Proton cancer facilities in Maryland, Arkansas default on payments

The Proton Center of Arkansas, one in all a series of struggling bond-financed cancer treatment centers across the country.

The Proton Center of Arkansas

The brand new 12 months rang in fresh signs of distress at a pair of long-struggling cancer treatment centers in Maryland and Arkansas financed with bonds through Wisconsin’s conduit issuer the Public Finance Authority.

The Maryland Proton Treatment Center defaulted on an $8.7 million interest payment due Jan. 1 on $267 million of unrated municipal bonds, in accordance with a posting on EMMA. The middle has faced strains almost because it first floated the debt in 2018, and has tapped debt service funds to make previous payments. No principal payments will probably be made on the subordinate and junior bonds, the notice said.

The Proton International Arkansas, LLC reported on EMMA that it will miss an interest payment on subordinate bonds and could be forced to shift money from its liquidity support fund to the debt service fund to make the Jan. 1 interest payment on the senior bonds.

The bond trustee in each cases is UMB Bank NA, a trustee that bondholders often herald when an obligor faces stress.

It’s the most recent sign of distress amongst proton treatment centers financed with speculative-grade municipal bonds. Proton therapy more precisely targets radiation to tumors, with less damage to surrounding tissues than other radiation therapies. The treatment is dear, not at all times covered by insurance, and has not gained widespread acceptance. The centers depend on patient revenue for bond payments and lots of have struggled to construct volume, especially within the wake of the COVID-19 pandemic.

Limited insurance coverage hampers the sector, said Steve Hicks, CEO of Provident Resources Group, Inc., which owns a $416 million Georgia proton center that has missed bond payments.

Provident acquired the already-distressed Georgia ProtonCare Center
in 2016.

“With the introduction of pencil beam technology within the late Nineties, proton therapy stays one of the best #1 modality of treating cancer in children,” Hicks said in an email. The variety of cancers eligible for proton therapy has “significantly increased,” he said, adding that the GPCC treats roughly 100 patients a day.

“Today, even with over 40 proton therapy centers operating within the U.S., we’re still grossly underserved. Once I was first introduced to proton therapy in 2005, there have been only 4 within the U.S. Insurance carrier guidelines proceed to hinder the expansion of proton therapy,” Hicks said.

Most of the headwinds facing the centers are outside of their control, said Andy Phillips, general counsel for Wisconsin’s PFA, through which lots of the facilities accessed the muni market.

“Thanks largely to the Covid pandemic and other outside economic pressures, there have been negative impacts on the bonds supporting these cancer treatment facilities,” Phillips said in an email. “PFA will proceed to work in an ongoing fashion with bondholders and investors to make sure that these projects proceed to supply an ongoing public profit and important take care of patients in need.”

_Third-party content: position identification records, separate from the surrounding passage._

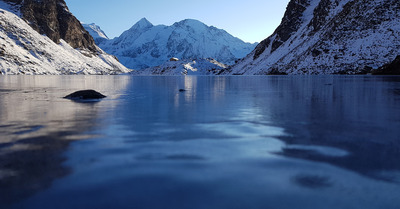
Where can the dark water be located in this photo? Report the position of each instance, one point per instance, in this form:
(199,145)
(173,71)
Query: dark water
(225,142)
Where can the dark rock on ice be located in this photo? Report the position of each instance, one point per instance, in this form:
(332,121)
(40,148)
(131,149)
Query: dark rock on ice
(85,95)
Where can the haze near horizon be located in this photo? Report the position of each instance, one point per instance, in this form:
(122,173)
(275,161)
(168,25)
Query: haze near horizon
(252,21)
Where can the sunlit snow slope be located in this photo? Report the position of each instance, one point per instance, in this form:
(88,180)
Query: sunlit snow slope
(328,36)
(24,51)
(145,45)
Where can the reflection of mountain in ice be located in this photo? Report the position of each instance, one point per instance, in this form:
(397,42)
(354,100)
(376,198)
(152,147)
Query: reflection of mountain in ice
(37,125)
(265,142)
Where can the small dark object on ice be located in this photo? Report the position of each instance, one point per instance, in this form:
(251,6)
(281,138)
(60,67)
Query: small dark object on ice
(85,95)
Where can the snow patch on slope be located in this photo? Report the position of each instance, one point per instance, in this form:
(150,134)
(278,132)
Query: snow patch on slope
(185,67)
(354,36)
(25,51)
(145,45)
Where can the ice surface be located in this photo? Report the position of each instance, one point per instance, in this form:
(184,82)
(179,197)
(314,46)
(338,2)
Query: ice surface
(225,142)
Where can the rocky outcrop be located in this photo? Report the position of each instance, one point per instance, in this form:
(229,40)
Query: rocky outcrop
(85,95)
(328,37)
(52,18)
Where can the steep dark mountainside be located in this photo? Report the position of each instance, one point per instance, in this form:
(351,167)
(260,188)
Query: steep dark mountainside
(52,18)
(43,37)
(327,37)
(98,35)
(145,45)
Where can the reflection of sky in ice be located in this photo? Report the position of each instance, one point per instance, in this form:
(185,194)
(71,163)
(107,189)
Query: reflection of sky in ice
(237,142)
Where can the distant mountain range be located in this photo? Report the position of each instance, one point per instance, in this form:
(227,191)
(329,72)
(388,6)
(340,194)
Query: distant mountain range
(330,37)
(314,37)
(43,37)
(98,35)
(145,45)
(185,67)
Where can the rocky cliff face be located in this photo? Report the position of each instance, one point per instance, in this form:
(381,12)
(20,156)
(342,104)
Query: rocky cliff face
(52,18)
(327,37)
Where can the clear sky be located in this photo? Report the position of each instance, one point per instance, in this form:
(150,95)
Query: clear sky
(249,20)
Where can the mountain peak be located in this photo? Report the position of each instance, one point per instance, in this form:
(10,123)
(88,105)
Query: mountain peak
(142,23)
(191,23)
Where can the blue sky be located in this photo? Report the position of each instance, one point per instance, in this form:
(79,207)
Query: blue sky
(250,20)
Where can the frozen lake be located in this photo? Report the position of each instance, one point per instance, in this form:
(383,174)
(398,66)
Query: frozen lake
(276,142)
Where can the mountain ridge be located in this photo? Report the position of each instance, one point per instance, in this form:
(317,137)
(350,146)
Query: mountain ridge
(146,45)
(40,44)
(328,37)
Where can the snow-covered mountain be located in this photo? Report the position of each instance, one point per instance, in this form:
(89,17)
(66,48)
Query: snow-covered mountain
(95,31)
(185,67)
(328,36)
(145,45)
(43,37)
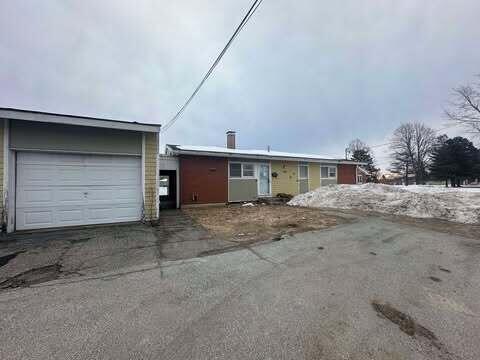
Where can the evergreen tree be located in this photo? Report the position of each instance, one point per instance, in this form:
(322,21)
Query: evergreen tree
(363,155)
(455,159)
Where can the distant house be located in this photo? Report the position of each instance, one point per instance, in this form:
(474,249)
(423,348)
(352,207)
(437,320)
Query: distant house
(219,175)
(397,179)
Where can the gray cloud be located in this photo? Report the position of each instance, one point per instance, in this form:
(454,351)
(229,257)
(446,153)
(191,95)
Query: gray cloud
(304,76)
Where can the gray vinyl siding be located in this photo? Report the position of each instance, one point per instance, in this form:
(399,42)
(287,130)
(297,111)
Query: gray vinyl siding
(242,190)
(328,182)
(29,135)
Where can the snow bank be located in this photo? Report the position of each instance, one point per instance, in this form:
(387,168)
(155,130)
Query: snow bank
(460,205)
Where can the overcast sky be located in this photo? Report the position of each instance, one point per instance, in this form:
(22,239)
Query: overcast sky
(303,76)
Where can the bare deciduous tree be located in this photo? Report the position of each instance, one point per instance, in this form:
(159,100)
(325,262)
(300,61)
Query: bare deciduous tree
(465,106)
(412,144)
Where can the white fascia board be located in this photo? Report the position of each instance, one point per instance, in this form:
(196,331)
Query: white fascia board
(74,120)
(260,157)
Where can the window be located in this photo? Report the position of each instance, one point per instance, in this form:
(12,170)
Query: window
(303,171)
(235,170)
(328,172)
(248,170)
(332,172)
(242,170)
(163,186)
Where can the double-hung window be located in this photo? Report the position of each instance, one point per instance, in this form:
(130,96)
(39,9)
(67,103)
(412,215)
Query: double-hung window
(248,170)
(303,171)
(242,170)
(236,170)
(328,172)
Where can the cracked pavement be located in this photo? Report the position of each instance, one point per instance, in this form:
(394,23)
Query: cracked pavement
(307,296)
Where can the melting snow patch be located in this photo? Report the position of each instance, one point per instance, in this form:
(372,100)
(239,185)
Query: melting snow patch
(460,204)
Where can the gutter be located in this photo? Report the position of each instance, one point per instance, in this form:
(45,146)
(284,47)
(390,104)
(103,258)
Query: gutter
(262,157)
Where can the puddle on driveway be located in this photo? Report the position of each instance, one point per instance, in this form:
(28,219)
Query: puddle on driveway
(4,260)
(32,277)
(406,323)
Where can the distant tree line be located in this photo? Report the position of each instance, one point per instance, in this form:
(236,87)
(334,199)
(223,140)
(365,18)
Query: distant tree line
(417,151)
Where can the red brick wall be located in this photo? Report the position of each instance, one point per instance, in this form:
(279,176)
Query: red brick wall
(347,174)
(203,180)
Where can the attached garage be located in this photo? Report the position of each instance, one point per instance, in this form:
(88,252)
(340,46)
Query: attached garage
(56,190)
(61,170)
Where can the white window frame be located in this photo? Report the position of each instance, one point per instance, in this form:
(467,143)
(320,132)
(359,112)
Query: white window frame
(254,176)
(299,172)
(254,171)
(328,172)
(241,170)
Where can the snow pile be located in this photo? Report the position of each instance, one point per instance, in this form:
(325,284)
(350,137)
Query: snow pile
(460,205)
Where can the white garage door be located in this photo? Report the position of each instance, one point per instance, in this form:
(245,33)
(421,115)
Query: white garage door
(64,189)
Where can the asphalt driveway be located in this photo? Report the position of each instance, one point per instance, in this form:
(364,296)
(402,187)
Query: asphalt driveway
(32,258)
(369,289)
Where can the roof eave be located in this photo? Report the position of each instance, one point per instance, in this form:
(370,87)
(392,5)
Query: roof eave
(37,116)
(175,151)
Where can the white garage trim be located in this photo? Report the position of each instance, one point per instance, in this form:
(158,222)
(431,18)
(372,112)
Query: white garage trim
(57,189)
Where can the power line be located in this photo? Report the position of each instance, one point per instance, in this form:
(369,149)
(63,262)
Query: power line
(438,130)
(239,28)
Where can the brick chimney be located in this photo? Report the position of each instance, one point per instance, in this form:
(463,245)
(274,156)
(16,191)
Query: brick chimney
(231,139)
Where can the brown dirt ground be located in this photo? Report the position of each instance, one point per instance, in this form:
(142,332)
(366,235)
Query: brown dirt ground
(261,222)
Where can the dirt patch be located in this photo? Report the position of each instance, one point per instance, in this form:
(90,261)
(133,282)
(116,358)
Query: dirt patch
(32,277)
(405,322)
(261,222)
(4,260)
(81,240)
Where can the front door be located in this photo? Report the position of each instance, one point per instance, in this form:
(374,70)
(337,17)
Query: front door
(168,189)
(264,180)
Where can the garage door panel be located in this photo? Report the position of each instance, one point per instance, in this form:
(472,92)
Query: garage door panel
(69,216)
(36,196)
(35,218)
(125,194)
(127,213)
(70,196)
(56,190)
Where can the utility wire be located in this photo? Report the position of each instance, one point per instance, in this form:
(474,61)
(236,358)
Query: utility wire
(239,28)
(438,130)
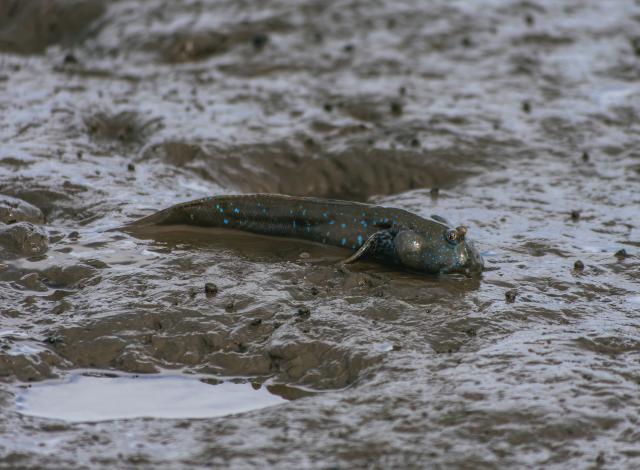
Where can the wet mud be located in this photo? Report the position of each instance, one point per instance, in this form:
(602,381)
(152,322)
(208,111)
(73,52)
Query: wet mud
(517,119)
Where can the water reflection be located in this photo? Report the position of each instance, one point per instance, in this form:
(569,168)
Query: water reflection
(84,398)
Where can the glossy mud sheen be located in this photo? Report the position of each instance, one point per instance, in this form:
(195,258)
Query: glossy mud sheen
(525,115)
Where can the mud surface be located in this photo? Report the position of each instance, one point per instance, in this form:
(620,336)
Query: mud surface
(524,115)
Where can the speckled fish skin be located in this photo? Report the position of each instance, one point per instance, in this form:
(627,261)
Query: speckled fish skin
(399,237)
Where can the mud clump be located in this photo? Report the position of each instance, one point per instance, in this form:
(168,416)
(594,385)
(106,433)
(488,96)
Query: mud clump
(22,239)
(14,210)
(30,26)
(356,173)
(125,128)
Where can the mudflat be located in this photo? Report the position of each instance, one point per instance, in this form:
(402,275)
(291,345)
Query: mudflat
(517,119)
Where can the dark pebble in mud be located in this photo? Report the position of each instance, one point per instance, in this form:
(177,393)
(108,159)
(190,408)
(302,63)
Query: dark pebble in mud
(259,41)
(22,238)
(303,312)
(396,108)
(14,210)
(70,59)
(210,289)
(621,254)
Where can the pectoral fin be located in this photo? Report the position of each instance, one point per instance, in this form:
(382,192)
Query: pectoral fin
(370,246)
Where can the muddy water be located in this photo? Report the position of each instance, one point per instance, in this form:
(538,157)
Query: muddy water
(525,116)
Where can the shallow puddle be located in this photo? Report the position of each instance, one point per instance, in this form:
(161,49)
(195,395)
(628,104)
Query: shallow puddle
(82,398)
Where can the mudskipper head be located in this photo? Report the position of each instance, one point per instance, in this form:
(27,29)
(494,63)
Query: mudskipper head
(438,248)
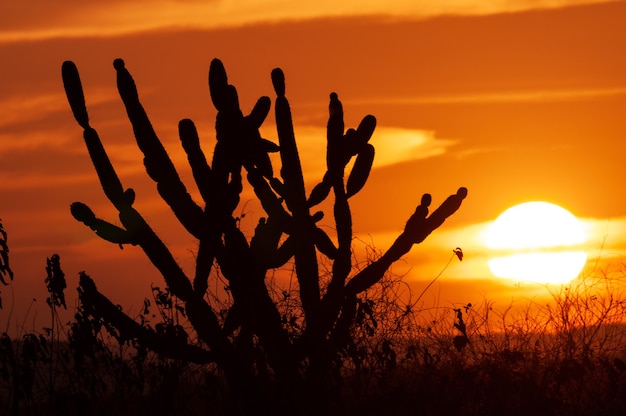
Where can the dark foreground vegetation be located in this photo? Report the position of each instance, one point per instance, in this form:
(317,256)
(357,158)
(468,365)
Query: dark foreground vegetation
(562,358)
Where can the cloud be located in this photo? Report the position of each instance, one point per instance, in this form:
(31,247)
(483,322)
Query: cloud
(393,145)
(36,19)
(527,96)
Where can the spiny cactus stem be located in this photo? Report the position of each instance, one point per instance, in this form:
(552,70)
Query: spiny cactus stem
(109,180)
(417,229)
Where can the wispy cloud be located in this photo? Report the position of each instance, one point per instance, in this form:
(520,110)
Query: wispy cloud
(37,19)
(498,97)
(393,145)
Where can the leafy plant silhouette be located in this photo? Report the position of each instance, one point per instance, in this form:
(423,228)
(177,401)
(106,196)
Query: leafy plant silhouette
(250,338)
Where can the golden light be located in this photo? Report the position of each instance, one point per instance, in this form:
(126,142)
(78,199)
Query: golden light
(536,242)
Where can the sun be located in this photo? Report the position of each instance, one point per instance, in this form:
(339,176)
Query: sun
(536,242)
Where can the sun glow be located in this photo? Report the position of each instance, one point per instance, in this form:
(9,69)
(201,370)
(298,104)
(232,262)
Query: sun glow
(536,242)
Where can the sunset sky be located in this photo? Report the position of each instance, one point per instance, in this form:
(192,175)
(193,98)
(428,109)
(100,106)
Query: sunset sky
(517,100)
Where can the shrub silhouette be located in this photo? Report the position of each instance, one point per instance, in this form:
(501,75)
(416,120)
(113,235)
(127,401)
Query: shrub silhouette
(251,340)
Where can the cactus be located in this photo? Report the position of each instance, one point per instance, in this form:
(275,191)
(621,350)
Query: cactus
(288,232)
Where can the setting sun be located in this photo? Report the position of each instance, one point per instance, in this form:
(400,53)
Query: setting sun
(536,242)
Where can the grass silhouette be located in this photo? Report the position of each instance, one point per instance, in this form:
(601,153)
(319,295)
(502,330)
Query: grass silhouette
(562,357)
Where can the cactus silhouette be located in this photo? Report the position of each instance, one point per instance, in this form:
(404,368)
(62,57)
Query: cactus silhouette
(288,232)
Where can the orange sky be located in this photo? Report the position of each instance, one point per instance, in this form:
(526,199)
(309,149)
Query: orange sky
(516,100)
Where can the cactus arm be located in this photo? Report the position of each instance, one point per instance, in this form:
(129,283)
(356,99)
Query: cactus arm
(417,228)
(156,160)
(295,199)
(199,166)
(103,229)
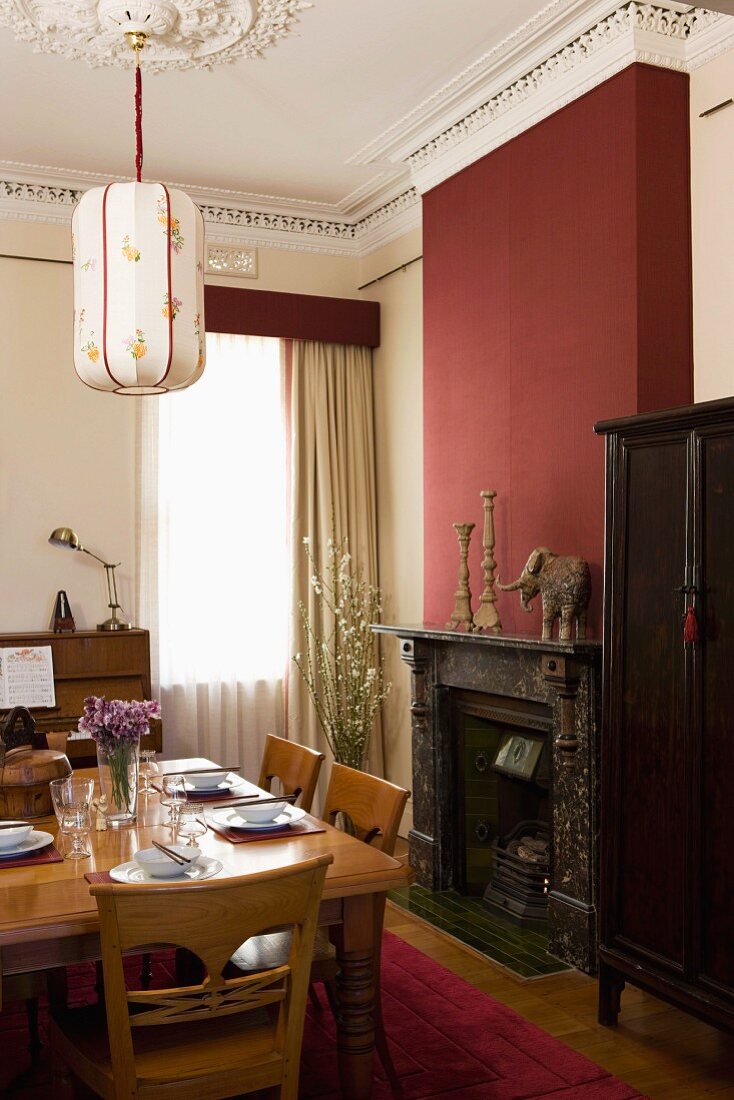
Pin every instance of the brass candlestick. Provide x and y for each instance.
(486, 617)
(461, 614)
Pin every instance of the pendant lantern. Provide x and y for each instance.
(138, 252)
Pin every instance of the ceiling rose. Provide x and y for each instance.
(185, 34)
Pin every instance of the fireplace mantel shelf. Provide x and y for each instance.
(436, 633)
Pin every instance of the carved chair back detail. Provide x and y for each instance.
(209, 920)
(373, 805)
(295, 766)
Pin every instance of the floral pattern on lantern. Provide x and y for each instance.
(132, 282)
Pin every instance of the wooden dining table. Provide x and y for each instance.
(48, 919)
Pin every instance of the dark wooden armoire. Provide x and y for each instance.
(667, 794)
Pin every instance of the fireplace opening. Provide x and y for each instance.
(503, 801)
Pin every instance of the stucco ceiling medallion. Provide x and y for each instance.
(182, 34)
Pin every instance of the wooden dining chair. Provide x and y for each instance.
(370, 809)
(219, 1037)
(295, 766)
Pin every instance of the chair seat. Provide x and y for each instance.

The Proton International Arkansas in addition to Recent Jersey’s Procure Proton Therapy Center — also financed by the PFA — each marked first-time defaults within the third quarter, in accordance with Moody’s Investors Service. The Maryland center has been in default since 2022, in accordance with Moody’s.

A Delray Beach, Florida center, Proton International-Delray, LLC., also financed by the PFA, posted its latest notice of default in November for failure to realize debt service coverage ratios and days money available.

In 2020, a trio of proton centers in Tennessee and Florida filed for bankruptcy, affecting greater than $360 million of bonds. Provision Cares Proton Therapy Centers in Nashville and Knoxville, Tennessee., and a related center that was being inbuilt Orlando, Florida, filed for Chapter 11 within the U.S. Bankruptcy Court in Nashville. They cited low patient volume, the covid pandemic and cyberattacks as driving the insolvency. The case was closed in September 2023 with bondholders receiving roughly 58.1 million, in accordance with court filings.